The FBI and the Department of Homeland Security (DHS) are teaming up to identify criminals and high-risk travelers using iris recognition technology.

Last year, DHS began collecting iris and facial records from suspected illegal immigrants or immigrants arrested at border patrol stations and now the department has teamed up with the FBI and will exchange the digital eye scans of booked offenders.

Brian Edgell, unit chief for the FBI’s enhanced biometric system tells Nextgov that the bureau is working closely with border control on iris matching projects.

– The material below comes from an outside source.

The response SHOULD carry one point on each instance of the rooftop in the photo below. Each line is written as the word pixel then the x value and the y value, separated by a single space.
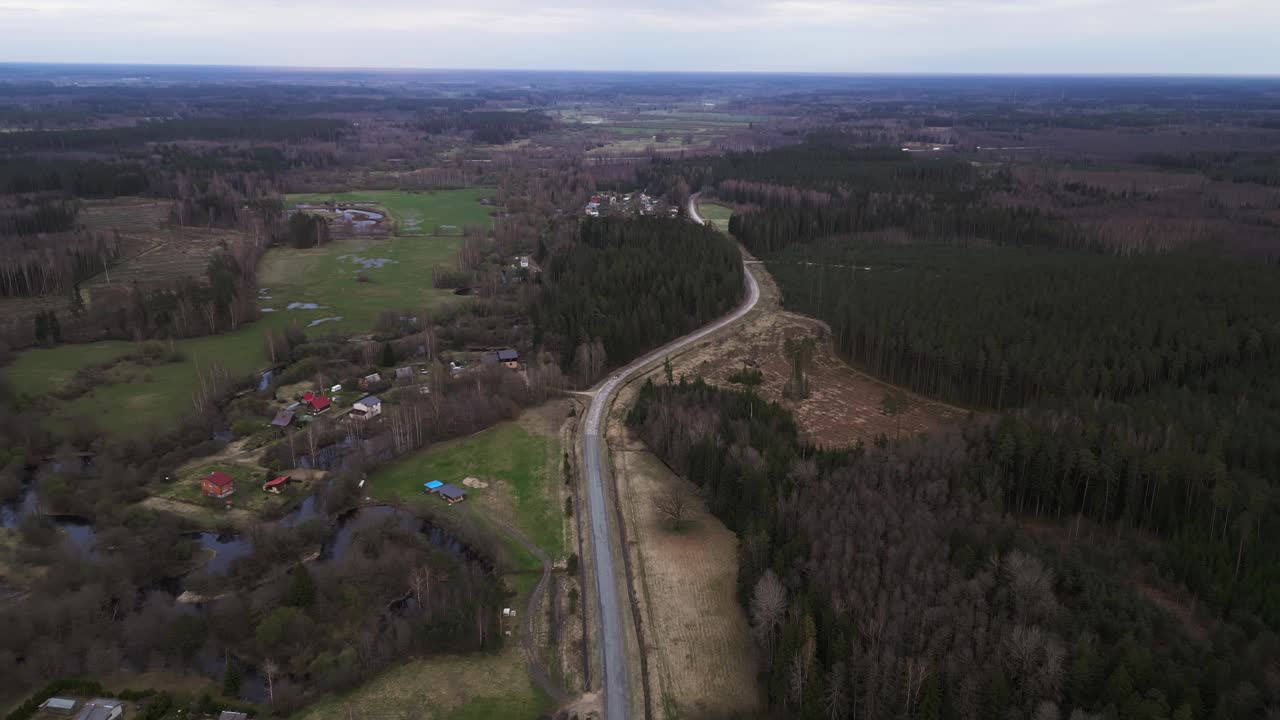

As reported previously in BiometricUpdate.com, the FBI recently made facial recognition tools available to local law enforcement agencies across the United States as a part of a limited pilot project, with the intention of implementing the system nationwide in 2014.

According to the report in Nextgov, DHS and FBI biometric databases must be compatible. Edgell also believes iris recognition is a logical extension of existing identification programs. The FBI’s traditional fingerprinting system is transforming into a $1 billion multi-modal repository, called the Next Generation Identification program.

The FBI’s Next Generation Identification program will be designed to advance the integration strategies and indexing of additional biometric data that will provide the framework for a future multi-modal system.

DHS collects approximately 300,000 fingerprints per day and stores them in DHS biometric databases, which are also interconnected with those of the state and local law enforcement. Through a program called Secure Communities, immigration authorities cross-check foreigners’ prints against prints from booked individuals.

FBI officials say that Secure Communities is managed by DHS and the only irises saved in the FBI’s system come from those who have had run-ins with the law.

“Secure Communities is a Homeland Security Department program,” Edgell said in an interview with Nextgov. “I think it is a way we can begin to build upon what we’re doing.”